Michael Tomasky at the New Republic on the GOP and Trump today:

Still think the Republican base is done with Donald Trump? Take a look at what happened in Michigan over the weekend. The state GOP chose as its new chair one Kristina Karamo, an extremist election denier who refused to concede a defeat in last year’s secretary of state race—even though she lost by 14 points.

Yes, Trump endorsed a different candidate in the 10-person field to run Michigan’s GOP. But that doesn’t really matter. What matters, along with Karamo’s Trumpy election denialism, is the fact that all 10 candidates hugged Trump. One of them told The Washington Post that Trump’s endorsement was resented because “he don’t live here,” but this person still said, “We love Donald Trump.”

Remember: This is a state where the Democrats have literally taken over just about everything. All four statewide elected officials are Democrats, starting with Governor Gretchen Whitmer. Democrats control both chambers of the state legislature. This happened in no small part because Republicans have nominated unapologetic extremists for so many offices. It’s also a state that, as it happens, is reeling this week from another hideous mass shooting, and where Republicans have blocked gun reform laws that enjoy overwhelming support.

And what do Michigan Republicans do? Go even more extreme. If anything, Karamo was to the right of Trump’s candidate. A far-right religious zealot, she talked in her speech about, wait for it, demons (“and so if we’re not operating as though the spirit realities of the world exist, we’re going to fail every time”).

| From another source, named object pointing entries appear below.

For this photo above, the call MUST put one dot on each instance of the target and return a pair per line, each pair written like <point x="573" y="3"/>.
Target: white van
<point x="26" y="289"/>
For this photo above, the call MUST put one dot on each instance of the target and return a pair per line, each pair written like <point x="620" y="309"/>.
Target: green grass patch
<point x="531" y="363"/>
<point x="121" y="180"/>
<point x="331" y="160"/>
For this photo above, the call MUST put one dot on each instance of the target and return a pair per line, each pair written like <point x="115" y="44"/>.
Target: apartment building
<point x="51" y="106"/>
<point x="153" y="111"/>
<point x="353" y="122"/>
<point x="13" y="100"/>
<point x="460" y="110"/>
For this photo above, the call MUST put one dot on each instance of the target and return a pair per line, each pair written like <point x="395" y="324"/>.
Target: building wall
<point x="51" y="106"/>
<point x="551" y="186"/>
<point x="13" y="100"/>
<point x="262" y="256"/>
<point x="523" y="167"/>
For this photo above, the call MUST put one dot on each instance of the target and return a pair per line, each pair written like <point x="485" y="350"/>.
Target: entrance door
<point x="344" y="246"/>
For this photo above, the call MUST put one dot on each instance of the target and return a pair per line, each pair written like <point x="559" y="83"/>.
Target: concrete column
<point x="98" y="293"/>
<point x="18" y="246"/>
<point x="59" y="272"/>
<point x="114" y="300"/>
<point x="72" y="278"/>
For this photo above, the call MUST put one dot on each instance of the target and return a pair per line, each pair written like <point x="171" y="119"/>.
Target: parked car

That’s only the latest evidence that Trumpism still rules the GOP.

Take a look at the recent polls asking about the 2024 Republican presidential primary. The media tends to hype the polls showing Ron DeSantis ahead of or close to Trump, because that’s bigger news. But I’m sitting here looking over the 10 most recent multicandidate GOP primary polls at FiveThirtyEight that feature Trump, DeSantis, and others. Want to hazard a guess as to Trump’s lead over DeSantis (routinely second in these surveys)? It averages 16.4 points.

And finally, take a look at what DeSantis is doing, which can only be described as trying to out-Trump Trump. Last week came news that, in his ongoing war with the College Board’s A.P. classes and tests, he is directing officials to explore using an alternative to the standard SAT that emphasizes the “great classical and Christian tradition.”

Trump is running what we could politely call a laconic campaign. Do a Google News search for “Trump campaign.” You won’t find that he’s doing much of anything. The top stories returned are those noting the sentencing to an 18-month prison term for Jesse Benton, an operative who concealed the Russian nationality of a large donor to Trump’s 2016 campaign (in its statement, the Justice Department said the Trump campaign was unaware of the donor’s true nationality).

He’s also getting hammered in the news every day. Special prosecutor Jack Smith has issued subpoena after subpoena of people in Trump’s inner circle. In Atlanta, District Attorney Fani Willis is still moving forward, as are cases in New York. With each passing week, the sense grows that sooner or later, some arm of the law or another is likely to catch up with him; that he may finally have tempted fate one time too many, and that even the protective carapace of the presidency can’t shield him. In fact, that it is precisely because he became president that the system finally is rising up to hold him to some kind of account (we hope).

And yet, none of it matters. Cable news spends hours wondering about this, but it’s pretty obvious why. Trump has energized a neofascist, white ethnonationalist segment of the population that will stay with him through virtually anything because he has identified and given voice to their resentments.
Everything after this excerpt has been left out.